Lucy Nurnberg
About
In London in 2043, queer rights are in jeopardy. Since the 2020s, politicians in the UK and the US have played into the culture wars and rolled back LGBTQ+ rights under the guise of “protecting the children”. In the UK, the government introduced a new Section-28 style law that prohibits ‘LGBTQ+ propaganda to minors’, and has made it illegal for queer venues to be located within one mile of a school. In this regressive climate, queers need to stick together.
Enter the U-Haul Dyke Rescue Service, a practical crew who provide emergency aid to queers in need via a telephone hotline system. On the run from the law? Got a leaky sink than needs fixing? Looking for a lesbian party tonight? As the secret flyers say: Any time, any thing, give us a U-Call ☎️.
The U-Haul dykes provide their services from a fleet of repurposed electric vans, designed to meet any queer emergency. The largest in the fleet is the Getaway Van, which comes dispatched with five dyke-on-bike rescue operatives in the back. There's also the Pussy Wagon, a feline rescue shelter and meditative cat cafe, and smaller vans are available for handy repairs and house calls — from camping equipment loans to dyke drama mediation.
The newest addition is the secret mobile dyke bar: the last queer venue left in the city. To get around the punitive laws around queer space, the U-Haul crew have disguised their bar inside an ordinary-looking Luton van. Parked in a different quiet corner of the city each night, the mobile dyke bar can house up to fifteen guests within its walls. But on busier nights, it can go into super expanded mode: the side of the van flips down, the roof hatch opens up and a system of transforming modular furniture allows the bar to cater to an audience of hundreds.
Statement
Lucy Nurnberg is a designer from London working across interiors, graphic design, art direction, exhibitions and storytelling. She sees design as a way to imagine the world differently, combining the political with the playful, and plans to build the queer spaces of the future.

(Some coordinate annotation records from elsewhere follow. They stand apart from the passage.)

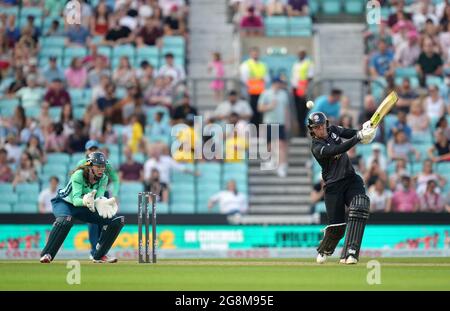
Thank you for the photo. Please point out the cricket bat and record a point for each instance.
(384, 108)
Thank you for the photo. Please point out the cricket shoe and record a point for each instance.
(321, 258)
(47, 258)
(351, 260)
(105, 259)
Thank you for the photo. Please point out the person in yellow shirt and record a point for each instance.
(301, 75)
(255, 75)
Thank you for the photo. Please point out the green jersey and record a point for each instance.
(77, 187)
(112, 175)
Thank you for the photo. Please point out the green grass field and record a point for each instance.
(229, 274)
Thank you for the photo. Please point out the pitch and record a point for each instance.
(230, 274)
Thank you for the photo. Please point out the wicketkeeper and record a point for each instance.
(82, 198)
(343, 187)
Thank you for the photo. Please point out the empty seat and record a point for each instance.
(25, 207)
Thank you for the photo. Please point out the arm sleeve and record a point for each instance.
(77, 189)
(102, 184)
(346, 132)
(111, 172)
(321, 150)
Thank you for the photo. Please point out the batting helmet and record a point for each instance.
(315, 119)
(96, 158)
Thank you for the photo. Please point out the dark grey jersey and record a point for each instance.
(331, 153)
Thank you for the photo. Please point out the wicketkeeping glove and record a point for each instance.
(88, 200)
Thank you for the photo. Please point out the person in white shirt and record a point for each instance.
(233, 104)
(46, 195)
(164, 164)
(230, 201)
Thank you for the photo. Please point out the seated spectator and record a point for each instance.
(230, 201)
(164, 164)
(145, 76)
(106, 103)
(109, 136)
(6, 173)
(99, 70)
(118, 34)
(401, 125)
(159, 127)
(34, 149)
(130, 170)
(56, 95)
(429, 62)
(156, 186)
(77, 140)
(174, 23)
(434, 103)
(233, 105)
(76, 74)
(440, 151)
(373, 173)
(124, 74)
(381, 62)
(426, 175)
(330, 105)
(54, 29)
(31, 95)
(417, 120)
(378, 156)
(400, 148)
(46, 195)
(183, 110)
(53, 71)
(395, 179)
(150, 34)
(55, 141)
(25, 173)
(442, 125)
(100, 20)
(407, 53)
(251, 24)
(405, 199)
(431, 200)
(94, 58)
(67, 120)
(297, 8)
(356, 160)
(12, 31)
(380, 197)
(13, 148)
(18, 83)
(399, 14)
(77, 35)
(406, 95)
(171, 69)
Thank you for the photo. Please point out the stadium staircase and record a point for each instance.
(209, 32)
(340, 55)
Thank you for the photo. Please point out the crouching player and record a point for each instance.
(343, 187)
(82, 198)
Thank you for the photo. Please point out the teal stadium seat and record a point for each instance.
(300, 26)
(331, 7)
(276, 26)
(354, 7)
(55, 113)
(58, 157)
(25, 207)
(54, 42)
(5, 208)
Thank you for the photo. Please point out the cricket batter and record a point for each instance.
(94, 229)
(82, 198)
(343, 187)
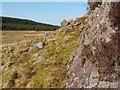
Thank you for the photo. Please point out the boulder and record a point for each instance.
(40, 58)
(38, 45)
(64, 23)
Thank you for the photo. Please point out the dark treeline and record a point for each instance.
(24, 24)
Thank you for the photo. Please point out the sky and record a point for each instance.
(45, 12)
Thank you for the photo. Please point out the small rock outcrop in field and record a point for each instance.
(96, 62)
(64, 23)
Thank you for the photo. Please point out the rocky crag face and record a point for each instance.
(96, 62)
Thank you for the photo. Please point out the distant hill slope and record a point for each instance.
(9, 23)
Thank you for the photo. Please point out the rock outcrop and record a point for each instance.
(96, 62)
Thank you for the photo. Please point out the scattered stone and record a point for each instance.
(11, 83)
(70, 27)
(38, 45)
(40, 58)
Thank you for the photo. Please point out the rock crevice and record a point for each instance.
(96, 63)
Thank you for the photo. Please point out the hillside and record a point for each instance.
(83, 54)
(9, 23)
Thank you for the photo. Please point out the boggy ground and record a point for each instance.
(19, 66)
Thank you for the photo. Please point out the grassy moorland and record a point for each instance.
(9, 23)
(19, 60)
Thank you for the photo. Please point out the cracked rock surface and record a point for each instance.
(96, 62)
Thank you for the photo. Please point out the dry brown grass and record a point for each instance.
(12, 37)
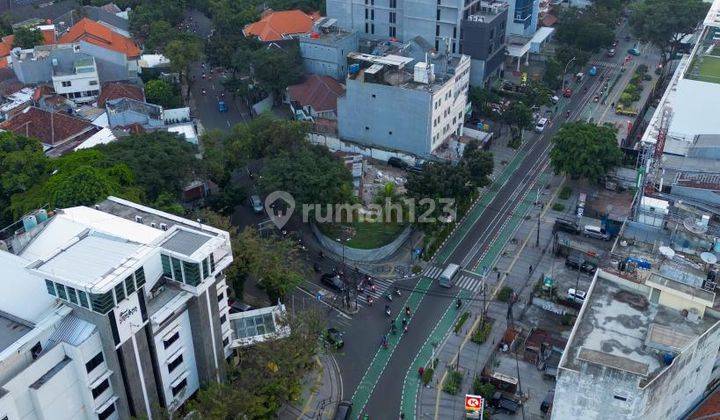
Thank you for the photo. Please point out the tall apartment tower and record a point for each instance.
(439, 22)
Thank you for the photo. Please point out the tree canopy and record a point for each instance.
(584, 150)
(664, 23)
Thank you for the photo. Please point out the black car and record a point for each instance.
(504, 404)
(577, 262)
(333, 281)
(334, 337)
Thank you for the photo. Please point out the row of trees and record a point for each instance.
(148, 168)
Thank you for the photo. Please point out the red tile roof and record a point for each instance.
(319, 92)
(51, 128)
(95, 33)
(275, 26)
(116, 90)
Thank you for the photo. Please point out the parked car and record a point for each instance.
(504, 403)
(256, 204)
(333, 281)
(334, 337)
(343, 411)
(577, 295)
(596, 232)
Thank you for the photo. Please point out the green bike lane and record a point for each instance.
(412, 381)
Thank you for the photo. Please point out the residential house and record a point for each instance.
(281, 25)
(391, 103)
(325, 49)
(116, 90)
(316, 97)
(58, 132)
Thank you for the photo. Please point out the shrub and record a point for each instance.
(453, 382)
(504, 294)
(565, 192)
(427, 375)
(461, 321)
(481, 333)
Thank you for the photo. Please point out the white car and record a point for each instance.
(577, 295)
(540, 125)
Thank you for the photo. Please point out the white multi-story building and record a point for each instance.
(113, 311)
(391, 103)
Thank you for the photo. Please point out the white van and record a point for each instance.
(591, 231)
(448, 275)
(540, 126)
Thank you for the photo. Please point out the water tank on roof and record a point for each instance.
(41, 215)
(29, 223)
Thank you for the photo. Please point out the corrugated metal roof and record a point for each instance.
(72, 330)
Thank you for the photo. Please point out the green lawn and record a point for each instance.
(364, 235)
(710, 69)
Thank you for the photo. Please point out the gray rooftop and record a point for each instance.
(621, 329)
(11, 330)
(185, 242)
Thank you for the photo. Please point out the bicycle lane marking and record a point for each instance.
(377, 366)
(411, 383)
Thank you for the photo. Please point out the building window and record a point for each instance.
(175, 363)
(94, 362)
(170, 340)
(192, 273)
(51, 287)
(119, 292)
(61, 291)
(179, 387)
(102, 303)
(129, 284)
(100, 388)
(167, 267)
(82, 297)
(177, 269)
(139, 277)
(107, 412)
(72, 295)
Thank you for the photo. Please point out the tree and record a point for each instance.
(664, 23)
(27, 38)
(160, 92)
(584, 150)
(274, 263)
(160, 161)
(311, 174)
(519, 117)
(181, 54)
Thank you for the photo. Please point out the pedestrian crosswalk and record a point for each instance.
(465, 280)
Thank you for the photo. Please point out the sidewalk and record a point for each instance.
(514, 261)
(322, 391)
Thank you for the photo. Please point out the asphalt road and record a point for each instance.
(385, 400)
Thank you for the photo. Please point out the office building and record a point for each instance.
(111, 311)
(438, 22)
(398, 103)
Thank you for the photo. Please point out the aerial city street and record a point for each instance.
(359, 209)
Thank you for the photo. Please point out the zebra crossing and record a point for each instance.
(465, 280)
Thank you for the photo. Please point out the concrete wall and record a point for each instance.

After completing her BA in Illustration at the University of Brighton, Lucy had a career in writing and journalism. She was the co-founding editor of Accent magazine, an independent publication that was dedicated to “lives lived outside the ordinary” and celebrated non-conformists of all strokes. The magazine was stocked everywhere from MoMA PS1 to the Tate Modern Bookshop, and hosted events, workshops and residencies in venues including Somerset House, Tate Britain, the Hoxton Holborn and Shoreditch House.
Lucy came to study Interior Design at the Royal College of Art so that she could develop a spatial practice and apply her love of subversive critical design to the built environment. This year, she joined the Futures platform, a programme that employs speculative design and worldbuilding to imagine tomorrow's interiors.